FIG. 6 is a diagram showing the results in Example 7, where the left side shows the case where 25 μl of serum was used and the right side shows the case where 50 μl of serum was used. The dashed line in each figure indicates the 2SD value of the average value in the case of using healthy human serum in each case, and the numerical value in each figure indicates the value obtained from a patient with Graves' disease when the 2SD value was used as a cutoff value. The rate at which the obtained serum can be determined to be positive (positive rate) is shown. In addition, the solid line in each figure shows the average value of the results of the serum of a healthy individual. In the left figure (when 25 μl of serum was used), 28 out of 63 serums (44.
4%) is below the 2SD value and is determined to be positive,
In the right figure (when 50 μl of serum is used), 65.1% is determined to be positive, and it can be seen that the positive rate is higher when 50 μl of serum is used than when 25 μl of serum is used.

FIG. 7 is a view showing a result in Example 8. In the figure, the vertical axis represents the absorbance (ABS 405 nm), and the horizontal axis represents the final concentration (μM) of the biotinylated anti-human TSHR antibody used for the measurement. In the figure, the closed circles indicate the results for the sera of healthy individuals, and the open circles indicate the results for the sera of patients with Graves' disease. It can be seen that when 25 μM biotinylated anti-human TSHR antibody was used, the difference between the results obtained when serum from a healthy subject and serum from a patient with Graves' disease were the largest.

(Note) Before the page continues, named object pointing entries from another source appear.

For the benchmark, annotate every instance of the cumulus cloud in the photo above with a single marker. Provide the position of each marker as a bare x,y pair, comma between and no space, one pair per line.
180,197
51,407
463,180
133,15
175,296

FIG. 8 is a diagram showing the results of Example 9. The dashed line in each figure shows the 2SD value of the mean value when using healthy human serum, and the value in each figure is the measurement of serum obtained from a patient with Graves' disease when the 2SD value is used as a cutoff value. The rate at which the result can be determined as positive (positive rate) is shown. In addition, the solid line in each figure shows the average value of the results of the serum of a healthy individual. As described above, the anti-human TSHR using the purified TSHR produced according to the present invention, which was revealed in each example,
A particularly preferred assay system for measuring autoantibodies (300
ng of a purified TSHR-adsorbed well, a measurement system using 50 μl of serum, and a final concentration of 25 μM of a biotinylated anti-human TSHR antibody), 41 out of 48 serums from patients with Graves' disease fell below the 2SD value, and 85 .4
It can be seen that a high positive rate of% can be achieved.

Claims (2)

[Claims] An insect cell infected with a virus containing a gene encoding a human thyroid stimulating hormone receptor or a derivative thereof is cultured under high oxygen concentration conditions. A method for producing the derivative. 2. An insoluble human thyroid stimulating hormone receptor or a derivative thereof obtained by culturing insect cells infected with a virus containing a gene encoding a human thyroid stimulating hormone receptor or a derivative thereof is reduced with a reducing agent and a protein denatured protein. A method for producing a human thyroid stimulating hormone receptor, comprising solubilizing in the presence of an agent, separating from contaminants, and reducing the concentrations of the reducing agent and the protein denaturing agent.